Париж приближался медленно, Франция наползала рывками, словно кто-то тянул к югу, к морю — стягивал с неё пестрое лоскутное одеяло.
* *
Июнь Ким провел в Венеции. Еще зимой он получил одномесячную стипендию, что-то вроде премии, от фонда Ирмы Рубенфельд. Он жил в удобной двухкомнатной квартирке недалеко от Кампо Сан-Поло. Студия была на последнем этаже, и в круглых корабельных окнах, выходивших на юго-восток, плескалась не зеленая вода каналов, а горячее море черепицы.
Он никогда не был в Венеции летом, в сезон, но в первое время стада туристов, шум, атмосфера ярмарки, базара не раздражали его. Он знал Венецию зимнюю, почти пустую, он помнил piazza под снегом и пересекающих её цепочкой по диагонали, как пустыню Гоби, по-военному закутанных, неизбежных, японцев… Он помнил Гвидекку под мокрыми струями снега и густой туман на острове Сан-Франческо дель Дезерто, туман, в котором кто-то огромный и невидимый полоскал горло, в то время как неразличимая за монастырским парапетом ухала и чмокала вода. В памяти его отпечатались ледяные молочно-синие рождественские ночи на набережных и клубящийся лиловый, крупно-зернистый свет фонарей на мостах, ожоги ледяного ветра на палубе вапоретто, и вкус густого chocolatte con pannе в крошечной забегаловке возле Фениче.
И все его снимки тоже были зимние, синие, как китайский фарфор, серые, как влажная фланель, с теплыми пятнами рыжего — каминных отсветов на потолке, абажуров за занавесками, задних огней овощной баржи, пришвартованной к стене узкого, как рукав старого пальто канала, баржи, торгующей в клочкастой тьме яблоками и картофелем, цветной капустой, луком и гирляндами чеснока…

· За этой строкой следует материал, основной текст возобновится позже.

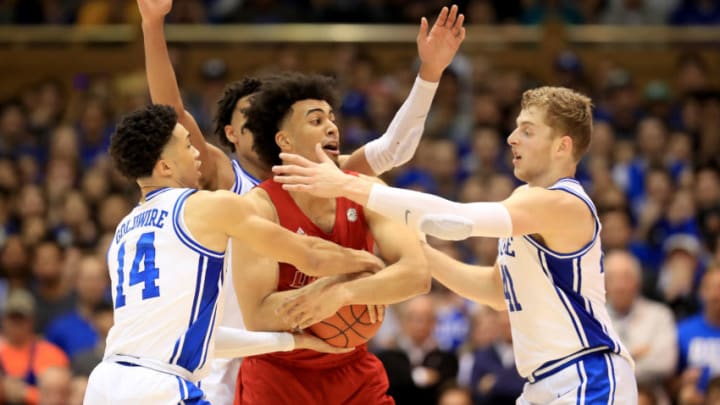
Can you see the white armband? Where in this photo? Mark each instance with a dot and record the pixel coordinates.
(398, 144)
(439, 217)
(231, 342)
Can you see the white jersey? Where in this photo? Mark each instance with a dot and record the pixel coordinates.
(556, 301)
(166, 288)
(219, 386)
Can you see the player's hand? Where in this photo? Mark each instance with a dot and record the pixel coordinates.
(376, 313)
(306, 341)
(438, 47)
(311, 304)
(154, 10)
(323, 179)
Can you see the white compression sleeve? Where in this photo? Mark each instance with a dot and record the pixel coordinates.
(398, 144)
(440, 217)
(231, 342)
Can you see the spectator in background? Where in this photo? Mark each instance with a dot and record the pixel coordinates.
(679, 274)
(453, 394)
(699, 336)
(416, 367)
(54, 386)
(102, 320)
(646, 328)
(52, 294)
(23, 356)
(73, 331)
(495, 379)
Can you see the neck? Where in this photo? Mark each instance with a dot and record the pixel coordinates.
(311, 204)
(253, 167)
(551, 177)
(151, 184)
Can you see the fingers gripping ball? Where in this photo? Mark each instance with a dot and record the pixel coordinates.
(349, 327)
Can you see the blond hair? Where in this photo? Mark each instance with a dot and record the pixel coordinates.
(566, 111)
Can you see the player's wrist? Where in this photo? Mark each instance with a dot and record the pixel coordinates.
(430, 73)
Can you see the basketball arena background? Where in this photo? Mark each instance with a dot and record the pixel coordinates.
(69, 69)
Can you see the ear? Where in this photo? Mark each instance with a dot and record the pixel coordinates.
(282, 139)
(163, 168)
(230, 134)
(565, 146)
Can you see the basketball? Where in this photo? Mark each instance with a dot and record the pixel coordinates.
(349, 327)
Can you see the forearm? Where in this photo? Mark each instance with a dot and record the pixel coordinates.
(329, 259)
(232, 343)
(478, 283)
(398, 144)
(395, 283)
(263, 316)
(159, 70)
(457, 221)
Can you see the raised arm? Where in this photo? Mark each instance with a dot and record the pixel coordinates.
(164, 88)
(397, 145)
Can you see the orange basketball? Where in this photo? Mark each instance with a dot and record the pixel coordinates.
(349, 327)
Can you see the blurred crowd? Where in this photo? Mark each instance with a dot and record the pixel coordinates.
(676, 12)
(652, 170)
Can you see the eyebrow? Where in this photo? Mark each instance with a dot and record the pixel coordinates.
(312, 110)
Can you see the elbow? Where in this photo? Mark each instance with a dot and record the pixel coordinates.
(422, 277)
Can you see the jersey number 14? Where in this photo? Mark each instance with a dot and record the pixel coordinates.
(145, 256)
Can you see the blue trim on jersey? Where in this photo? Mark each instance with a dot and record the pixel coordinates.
(149, 196)
(186, 239)
(596, 231)
(591, 332)
(196, 340)
(236, 184)
(580, 395)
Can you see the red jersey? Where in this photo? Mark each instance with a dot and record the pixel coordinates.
(350, 229)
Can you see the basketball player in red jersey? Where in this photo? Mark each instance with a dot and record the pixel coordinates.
(293, 113)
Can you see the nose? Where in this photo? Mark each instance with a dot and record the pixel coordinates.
(511, 139)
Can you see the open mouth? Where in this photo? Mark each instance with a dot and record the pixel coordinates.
(332, 148)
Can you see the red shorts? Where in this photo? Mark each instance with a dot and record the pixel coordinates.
(360, 382)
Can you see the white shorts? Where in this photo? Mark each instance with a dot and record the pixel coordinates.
(597, 378)
(117, 384)
(219, 386)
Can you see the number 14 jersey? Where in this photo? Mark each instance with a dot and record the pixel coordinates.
(165, 286)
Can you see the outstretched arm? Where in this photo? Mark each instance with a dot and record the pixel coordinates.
(397, 145)
(164, 88)
(529, 210)
(231, 343)
(481, 284)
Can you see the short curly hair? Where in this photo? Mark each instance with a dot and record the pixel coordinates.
(226, 105)
(274, 103)
(139, 139)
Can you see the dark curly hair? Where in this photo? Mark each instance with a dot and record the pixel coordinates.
(269, 107)
(226, 106)
(139, 139)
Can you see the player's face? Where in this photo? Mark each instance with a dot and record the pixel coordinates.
(532, 144)
(182, 158)
(311, 122)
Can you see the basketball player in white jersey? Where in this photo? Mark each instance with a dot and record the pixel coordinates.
(167, 271)
(548, 274)
(436, 50)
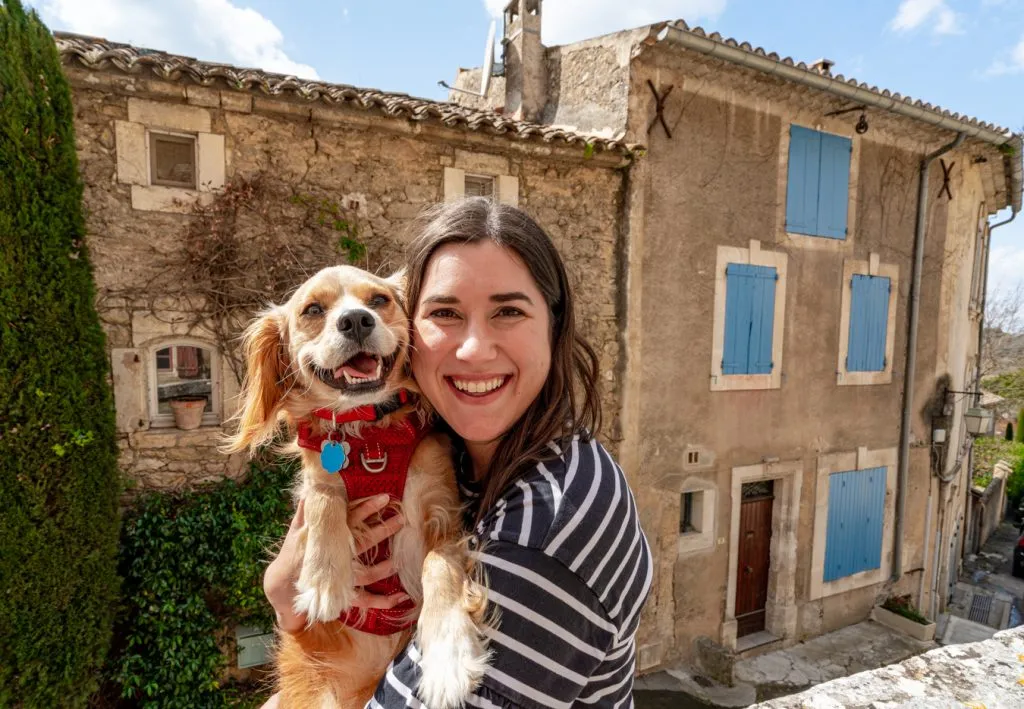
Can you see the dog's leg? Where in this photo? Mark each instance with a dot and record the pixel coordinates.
(450, 631)
(326, 586)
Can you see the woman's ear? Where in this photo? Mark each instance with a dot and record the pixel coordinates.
(265, 381)
(397, 282)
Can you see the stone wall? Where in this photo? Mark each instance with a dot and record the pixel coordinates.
(382, 171)
(986, 674)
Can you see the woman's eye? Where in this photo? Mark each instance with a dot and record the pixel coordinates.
(510, 311)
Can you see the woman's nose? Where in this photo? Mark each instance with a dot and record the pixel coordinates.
(476, 346)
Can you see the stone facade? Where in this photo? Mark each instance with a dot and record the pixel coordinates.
(712, 191)
(383, 171)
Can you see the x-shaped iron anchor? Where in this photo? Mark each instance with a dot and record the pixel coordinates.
(659, 108)
(945, 177)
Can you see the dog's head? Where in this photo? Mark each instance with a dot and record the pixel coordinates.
(339, 342)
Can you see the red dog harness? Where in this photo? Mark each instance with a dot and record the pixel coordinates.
(377, 462)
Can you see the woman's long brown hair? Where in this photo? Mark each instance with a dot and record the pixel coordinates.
(569, 401)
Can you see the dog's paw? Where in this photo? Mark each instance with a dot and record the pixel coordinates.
(454, 659)
(322, 602)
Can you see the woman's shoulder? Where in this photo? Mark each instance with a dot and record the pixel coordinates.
(578, 507)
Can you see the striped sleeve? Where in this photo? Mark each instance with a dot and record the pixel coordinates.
(551, 636)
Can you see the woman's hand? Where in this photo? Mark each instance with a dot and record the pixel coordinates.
(279, 581)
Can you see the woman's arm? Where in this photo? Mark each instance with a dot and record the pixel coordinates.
(550, 644)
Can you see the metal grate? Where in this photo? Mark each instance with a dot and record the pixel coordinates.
(980, 608)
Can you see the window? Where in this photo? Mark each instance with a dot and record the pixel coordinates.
(868, 323)
(477, 185)
(818, 183)
(165, 360)
(856, 510)
(172, 160)
(750, 318)
(690, 514)
(182, 372)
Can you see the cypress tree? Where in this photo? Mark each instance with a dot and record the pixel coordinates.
(58, 475)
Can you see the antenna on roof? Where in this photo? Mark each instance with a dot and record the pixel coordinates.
(488, 67)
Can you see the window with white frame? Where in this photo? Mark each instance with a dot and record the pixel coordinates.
(750, 310)
(867, 327)
(696, 516)
(183, 374)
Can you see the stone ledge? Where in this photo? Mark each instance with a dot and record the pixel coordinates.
(980, 674)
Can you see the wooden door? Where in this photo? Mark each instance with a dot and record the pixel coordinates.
(755, 556)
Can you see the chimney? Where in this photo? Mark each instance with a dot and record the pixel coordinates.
(525, 66)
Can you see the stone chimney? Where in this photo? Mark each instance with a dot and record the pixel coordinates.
(525, 65)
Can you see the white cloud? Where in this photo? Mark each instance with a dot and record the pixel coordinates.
(913, 13)
(211, 30)
(1014, 64)
(571, 21)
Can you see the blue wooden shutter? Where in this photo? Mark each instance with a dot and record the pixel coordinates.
(868, 324)
(856, 509)
(834, 185)
(802, 184)
(750, 319)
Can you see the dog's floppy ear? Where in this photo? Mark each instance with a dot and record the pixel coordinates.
(264, 384)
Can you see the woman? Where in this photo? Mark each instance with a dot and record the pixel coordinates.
(497, 352)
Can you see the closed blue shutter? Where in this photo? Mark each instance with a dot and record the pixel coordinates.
(750, 319)
(834, 185)
(802, 185)
(856, 509)
(868, 324)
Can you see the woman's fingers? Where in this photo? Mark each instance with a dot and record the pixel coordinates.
(367, 599)
(377, 534)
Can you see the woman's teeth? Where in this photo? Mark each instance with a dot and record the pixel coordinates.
(478, 386)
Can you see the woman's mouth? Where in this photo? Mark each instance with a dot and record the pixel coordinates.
(478, 388)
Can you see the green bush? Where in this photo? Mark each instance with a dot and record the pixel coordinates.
(58, 478)
(193, 565)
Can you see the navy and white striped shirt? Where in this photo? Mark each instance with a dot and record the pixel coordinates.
(568, 569)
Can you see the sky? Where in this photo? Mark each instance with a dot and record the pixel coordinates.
(966, 55)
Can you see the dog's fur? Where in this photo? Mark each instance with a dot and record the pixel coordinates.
(289, 351)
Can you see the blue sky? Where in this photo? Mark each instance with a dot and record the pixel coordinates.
(967, 55)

Никогда и нигде, даже в сибирской тайге, он не мерз так, как в январской Венеции. Стоя на корме ночного вапоретто, валко, как призрак мимо призраков, скользящего вдоль чуть освещенных стен Дуганы, он, свирепея, пытался отвинтить одеревеневшими пальцами крышку серебряной фляжки с граппой. Ветер с лагуны высекал из глаз крупные слезы, проклятая крышка наконец поддавалась, и малиновое тепло, не грея, медленно стекало по пищеводу, отказываясь смешиваться с кровью, и оставалось лежать в желудке, как расплавленная лужа олова.
"Лейка" замерзала, мотор ее молчал, и приходилось носить блок батареек под свитером, в нагрудном кармане рубахи. Треножник кусал пальцы, объектив, стоило дыхнуть в его направлении, запотевал, слезы стояли в глазах, отказывались стекать по щекам, застревали в щетине и окончательно мешали наводить на резкость. Он удваивал, утраивал чувствительность пленки, рассчитывая больше на глубину резкости, чем на собственное зрение.
И все же зимняя Сирениссима была на чудо хороша на этих эктахромовских слайдах. Ободранные стены дворцов в оранжево-черной мгле тлели тусклым золотом. Силуэты сгорбленной пары, старика со старухой, бредущих по набережной возле Арсенала в клубах светящегося изнутри тумана могли быть иллюстрацией к Чистилищу. Лак гондол в ясные дни был фиолетовым. Молоденькая продавщица в пурпурном, в талию, бархатном платьице, размноженная в зарослях стеклянной лавки бесчисленными зеркалами, сидела, забывшись с надкушенным яблоком в поднятой руке. Косой снег чуть заметно заштриховывал снимок. Арктическим хладом напитанный мрамор ступеней и портиков церквей, был шероховат и бел, как лоб мертвеца. И все это было пористым, точечным, как живопись начала века — форсированная проявка давала крупное зерно.
* *
И вот теперь, в июне, он узнавал и не узнавал свою Венецию. Она была, как оставленная любовница, живущая с другим: преувеличенно веселая, нарочито распахнутая, вызывающе и сомнительно счастливая.
Город был кошачьей столицей, и везде, где мог, он снимал кошек: за оградой домика Д'Ануццио, в тупиковой Рио Пизани, в саду возле пирса, где их было за сотню, у ног согбенного каменного Гоббо, на могиле Стравинского, на недалеком надгробии Эзры Паунда.
Они напоминали ему банды пригородной шпаны. Среди них не осталось детей Нини, этого любимца Верди и принца Меттерниха, белоснежного душистого Нини, жившего когда-то в кофейне возле Фрари.